Первый и главный вопрос, позволяющий оценить, является ли то или иное государство секулярным, заключается в следующем: происходит ли институционализированное участие религиозных деятелей в процессе принятия политических решений? Входят ли представители религиозных организаций в органы исполнительной и законодательной власти?
На уровне исполнительной власти религиозной тематикой ведает Комиссия по вопросам религиозных объединений при правительстве РФ, а на уровне власти законодательной — Комитет Государственной думы по развитию гражданского общества, вопросам религиозных и общественных организаций.
Ни в тот, ни в другой орган представители РПЦ не входят. Но коль скоро существует презумпция значимости религиозного фактора в общественной жизни, присутствие представителей духовенства рядом с органами власти рассматривается властями как желательное.
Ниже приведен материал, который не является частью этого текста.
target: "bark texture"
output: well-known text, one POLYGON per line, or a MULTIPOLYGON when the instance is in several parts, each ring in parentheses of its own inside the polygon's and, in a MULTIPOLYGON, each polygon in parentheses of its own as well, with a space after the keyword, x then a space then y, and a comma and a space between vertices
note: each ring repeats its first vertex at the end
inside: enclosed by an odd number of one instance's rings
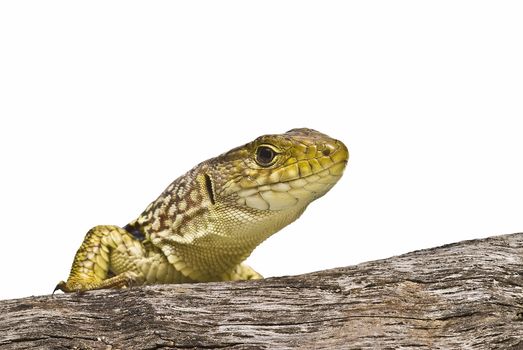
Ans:
POLYGON ((0 301, 0 349, 523 349, 523 234, 260 281, 0 301))

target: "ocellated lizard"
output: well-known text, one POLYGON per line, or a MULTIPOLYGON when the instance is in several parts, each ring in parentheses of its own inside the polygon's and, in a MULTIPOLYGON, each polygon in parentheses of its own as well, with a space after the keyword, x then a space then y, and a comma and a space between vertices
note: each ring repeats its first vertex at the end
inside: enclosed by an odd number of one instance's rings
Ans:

Отсюда проистекает привлечение религиозных деятелей к работе разного рода консультативных структур — от Общественной палаты РФ до общественных советов при тех или иных ведомствах.
Наверху этой негласной иерархии находится Совет по взаимодействию с религиозными объединениями при президенте РФ. Примечательно, что в этот орган входят не только представители четырех «традиционных религий», но и делегаты от протестантских объединений (лютеран, адвентистов, пятидесятников), а также католиков. Государство тем самым демонстрирует достаточно высокий уровень многоконфессиональности населения, находящегося под его юрисдикцией. Другие институции подобного рода (общественные советы при ФСИН, Министерстве обороны, МВД, Минюсте и т. д.) уже не столь плюралистичны: членство в них зарезервировано только для лидеров «традиционных» религий. Понятно, что упомянутые структуры не наделены властными функциями, а большинство рядовых граждан, даже если они что-то слышали об их существовании, прекрасно знают об их «чисто символическом» характере.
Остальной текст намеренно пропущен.